I need to prove that there is no surjection from $S$ to $P(S)$. I've seen a proof in some posts but I would like to know where mine fails.
My attempt: Since $f$ is surjective, $\{s\}\in f(S)$ for all singletons $\{s\}$, that is, $f(s')=\{s\}$ for some $s'$ (*). Now let $A=\{a_1,a_2\}$ be a subset of $S$. By hypothesis $A=f(a)$ for some $a$. It should happen that $f(a)=\{s\}$. Because $a$ cannot have two different images, $f$ can't be surjective.
Note: I know that $f$ must be an arbitrary function that not necessarily maps elements into singletons so "$f(a)=\{s\}$" is not justified, however I thought of it because surjectivity exhaust all possible pre-images in the (*) step, if $f(a)=A$, then there is a one element set that doesn't have pre-image.
Surjectivity does not exhaust all possible pre-images in the (*) step.
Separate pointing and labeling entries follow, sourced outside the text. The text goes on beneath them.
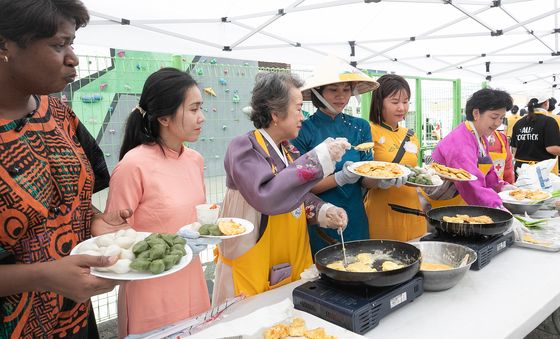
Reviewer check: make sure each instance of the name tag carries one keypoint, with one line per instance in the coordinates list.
(410, 147)
(297, 212)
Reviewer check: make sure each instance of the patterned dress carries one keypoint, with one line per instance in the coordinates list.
(46, 183)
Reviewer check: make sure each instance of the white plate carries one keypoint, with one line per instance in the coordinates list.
(413, 184)
(352, 168)
(472, 178)
(133, 275)
(249, 227)
(504, 195)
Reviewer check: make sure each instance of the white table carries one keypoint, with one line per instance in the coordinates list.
(508, 298)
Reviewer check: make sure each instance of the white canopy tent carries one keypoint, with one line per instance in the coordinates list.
(512, 43)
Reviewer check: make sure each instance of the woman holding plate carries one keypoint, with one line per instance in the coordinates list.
(268, 184)
(162, 181)
(393, 143)
(330, 89)
(466, 147)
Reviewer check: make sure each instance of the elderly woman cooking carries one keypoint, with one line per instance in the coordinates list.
(466, 147)
(268, 183)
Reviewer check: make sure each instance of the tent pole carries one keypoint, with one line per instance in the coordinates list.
(419, 119)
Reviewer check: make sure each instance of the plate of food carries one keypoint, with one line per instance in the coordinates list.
(224, 228)
(452, 174)
(365, 146)
(524, 196)
(378, 169)
(142, 255)
(423, 177)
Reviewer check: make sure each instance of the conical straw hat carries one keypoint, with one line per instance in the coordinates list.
(334, 70)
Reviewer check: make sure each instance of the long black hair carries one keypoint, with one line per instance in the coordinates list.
(163, 93)
(388, 84)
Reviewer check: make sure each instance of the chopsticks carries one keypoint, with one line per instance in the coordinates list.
(531, 224)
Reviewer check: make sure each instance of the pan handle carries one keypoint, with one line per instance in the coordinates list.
(407, 210)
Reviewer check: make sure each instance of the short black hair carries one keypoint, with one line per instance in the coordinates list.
(23, 21)
(488, 99)
(388, 84)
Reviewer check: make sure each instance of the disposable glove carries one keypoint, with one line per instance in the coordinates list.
(344, 176)
(386, 183)
(195, 242)
(442, 192)
(508, 187)
(337, 147)
(331, 216)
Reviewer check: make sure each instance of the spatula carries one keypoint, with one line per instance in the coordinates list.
(465, 260)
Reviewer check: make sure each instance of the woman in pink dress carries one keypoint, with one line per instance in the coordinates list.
(161, 181)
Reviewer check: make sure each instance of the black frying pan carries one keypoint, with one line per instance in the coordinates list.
(401, 252)
(502, 219)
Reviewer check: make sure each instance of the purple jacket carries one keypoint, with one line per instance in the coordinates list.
(459, 149)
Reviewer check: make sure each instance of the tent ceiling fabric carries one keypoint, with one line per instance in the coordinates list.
(507, 41)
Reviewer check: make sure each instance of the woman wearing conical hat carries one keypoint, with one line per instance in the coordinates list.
(330, 88)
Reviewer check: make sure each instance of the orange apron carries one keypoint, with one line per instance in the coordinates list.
(285, 240)
(458, 200)
(499, 158)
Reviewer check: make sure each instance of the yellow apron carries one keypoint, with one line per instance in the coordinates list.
(499, 158)
(458, 200)
(285, 240)
(384, 223)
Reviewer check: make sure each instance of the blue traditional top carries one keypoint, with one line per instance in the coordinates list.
(315, 130)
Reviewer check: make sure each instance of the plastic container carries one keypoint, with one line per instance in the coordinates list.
(207, 213)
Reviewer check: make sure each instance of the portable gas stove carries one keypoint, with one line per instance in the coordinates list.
(356, 308)
(486, 248)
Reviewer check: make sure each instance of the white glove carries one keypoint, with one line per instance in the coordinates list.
(344, 176)
(386, 183)
(331, 216)
(195, 242)
(337, 147)
(442, 192)
(508, 187)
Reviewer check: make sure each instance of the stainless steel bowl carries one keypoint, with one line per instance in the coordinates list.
(522, 208)
(444, 253)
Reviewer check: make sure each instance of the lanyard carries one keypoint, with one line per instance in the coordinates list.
(271, 142)
(480, 147)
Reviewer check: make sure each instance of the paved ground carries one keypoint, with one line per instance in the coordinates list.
(547, 330)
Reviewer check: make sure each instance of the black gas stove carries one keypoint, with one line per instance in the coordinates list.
(486, 248)
(356, 308)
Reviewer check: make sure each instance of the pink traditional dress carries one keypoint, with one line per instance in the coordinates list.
(162, 190)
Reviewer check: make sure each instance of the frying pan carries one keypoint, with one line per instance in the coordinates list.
(382, 250)
(502, 219)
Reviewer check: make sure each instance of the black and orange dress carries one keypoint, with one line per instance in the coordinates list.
(46, 184)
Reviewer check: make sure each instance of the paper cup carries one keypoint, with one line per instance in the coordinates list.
(205, 214)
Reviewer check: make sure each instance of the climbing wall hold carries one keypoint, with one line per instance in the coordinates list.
(210, 91)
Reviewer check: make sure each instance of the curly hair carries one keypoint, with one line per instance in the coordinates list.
(487, 99)
(271, 93)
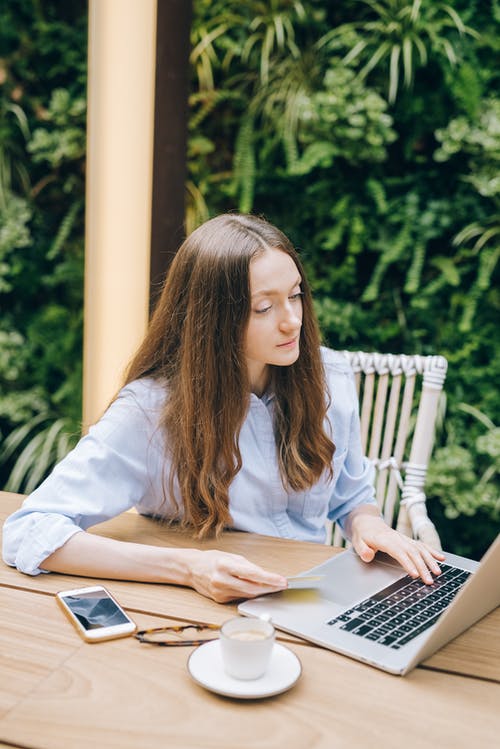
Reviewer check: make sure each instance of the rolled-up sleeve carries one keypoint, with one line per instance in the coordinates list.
(107, 473)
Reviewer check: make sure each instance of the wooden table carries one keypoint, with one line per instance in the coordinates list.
(58, 691)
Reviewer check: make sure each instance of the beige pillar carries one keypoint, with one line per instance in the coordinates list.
(122, 43)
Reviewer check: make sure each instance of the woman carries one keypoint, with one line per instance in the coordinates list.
(231, 416)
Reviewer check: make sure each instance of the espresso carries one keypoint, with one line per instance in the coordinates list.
(248, 634)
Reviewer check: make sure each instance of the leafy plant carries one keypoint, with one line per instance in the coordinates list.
(401, 35)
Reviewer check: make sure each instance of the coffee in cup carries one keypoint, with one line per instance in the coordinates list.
(246, 647)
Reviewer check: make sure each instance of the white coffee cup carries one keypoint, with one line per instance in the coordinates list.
(246, 647)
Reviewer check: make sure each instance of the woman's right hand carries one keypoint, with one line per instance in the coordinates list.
(225, 577)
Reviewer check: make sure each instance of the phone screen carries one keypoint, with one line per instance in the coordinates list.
(95, 609)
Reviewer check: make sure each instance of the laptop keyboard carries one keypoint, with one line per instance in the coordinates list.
(403, 610)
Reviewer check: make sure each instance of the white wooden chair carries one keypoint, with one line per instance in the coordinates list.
(399, 398)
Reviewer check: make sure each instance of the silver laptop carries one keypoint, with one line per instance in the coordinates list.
(378, 614)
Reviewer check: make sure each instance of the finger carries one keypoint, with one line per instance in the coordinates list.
(365, 552)
(257, 576)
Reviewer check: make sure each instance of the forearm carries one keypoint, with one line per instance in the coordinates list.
(216, 574)
(89, 555)
(359, 515)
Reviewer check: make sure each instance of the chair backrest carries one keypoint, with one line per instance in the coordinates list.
(399, 398)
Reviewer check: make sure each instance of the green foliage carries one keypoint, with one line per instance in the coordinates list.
(400, 35)
(367, 131)
(370, 137)
(42, 152)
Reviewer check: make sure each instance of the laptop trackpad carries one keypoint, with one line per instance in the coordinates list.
(348, 579)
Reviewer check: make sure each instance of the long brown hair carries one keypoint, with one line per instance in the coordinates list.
(195, 346)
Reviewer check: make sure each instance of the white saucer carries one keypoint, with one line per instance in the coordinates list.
(205, 666)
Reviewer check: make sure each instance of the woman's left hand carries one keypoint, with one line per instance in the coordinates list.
(370, 533)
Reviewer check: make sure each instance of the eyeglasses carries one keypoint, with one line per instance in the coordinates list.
(178, 635)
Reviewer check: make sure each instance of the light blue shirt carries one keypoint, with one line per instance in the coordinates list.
(123, 463)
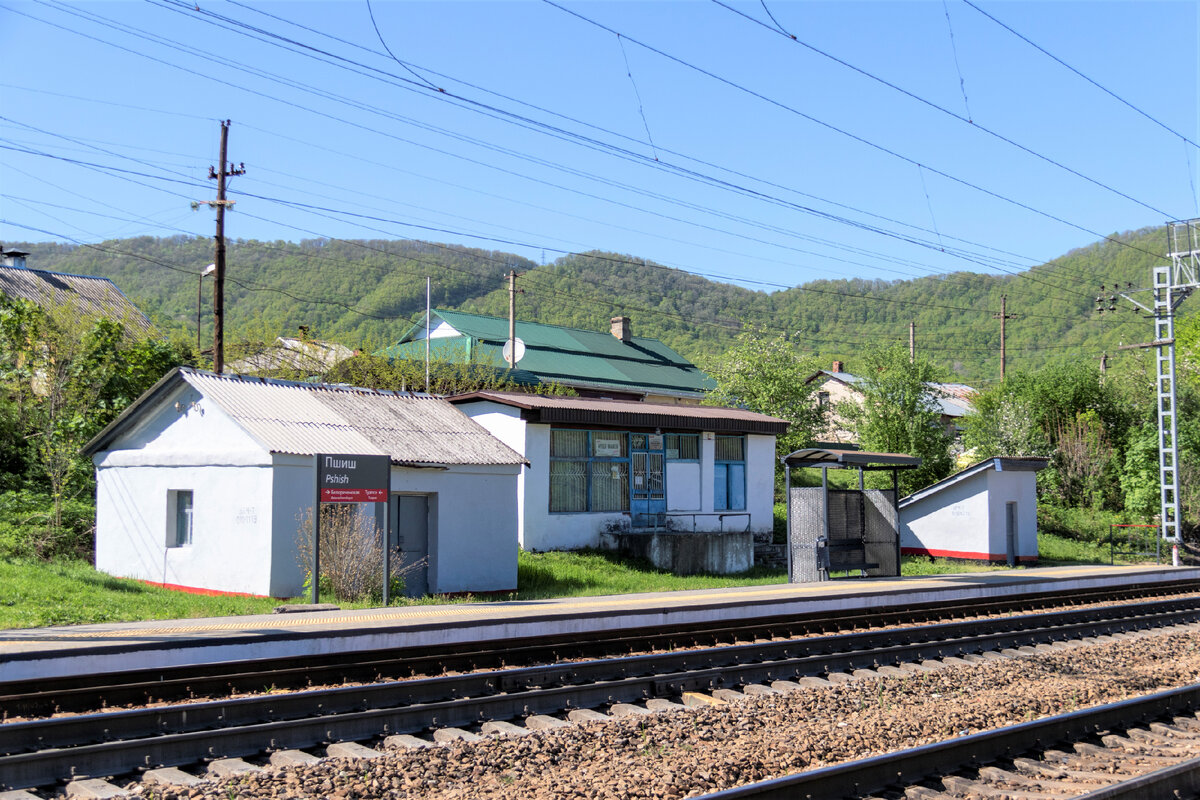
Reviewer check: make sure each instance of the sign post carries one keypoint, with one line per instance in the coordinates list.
(342, 477)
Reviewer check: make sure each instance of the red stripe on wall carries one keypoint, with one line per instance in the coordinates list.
(964, 554)
(197, 590)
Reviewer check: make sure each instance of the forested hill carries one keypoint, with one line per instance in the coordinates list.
(367, 293)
Suppose that $S=\Bbb N$. Define part of $f:\Bbb N\to\wp(\Bbb N)$ by setting $f(2n)=\{n\}$ for each $n\in\Bbb N$. We’ve now taken care of all of the singletons and still have infinitely many odd $n\in\Bbb N$ to use for other subsets of $\Bbb N$.
In fact there is a bijection from $\Bbb N$ to the set of all finite subsets of $\Bbb N$, even though we need to use infinitely many $n\in\Bbb N$ to take care of the singletons, infinitely many more to take care of the doubletons, and so on.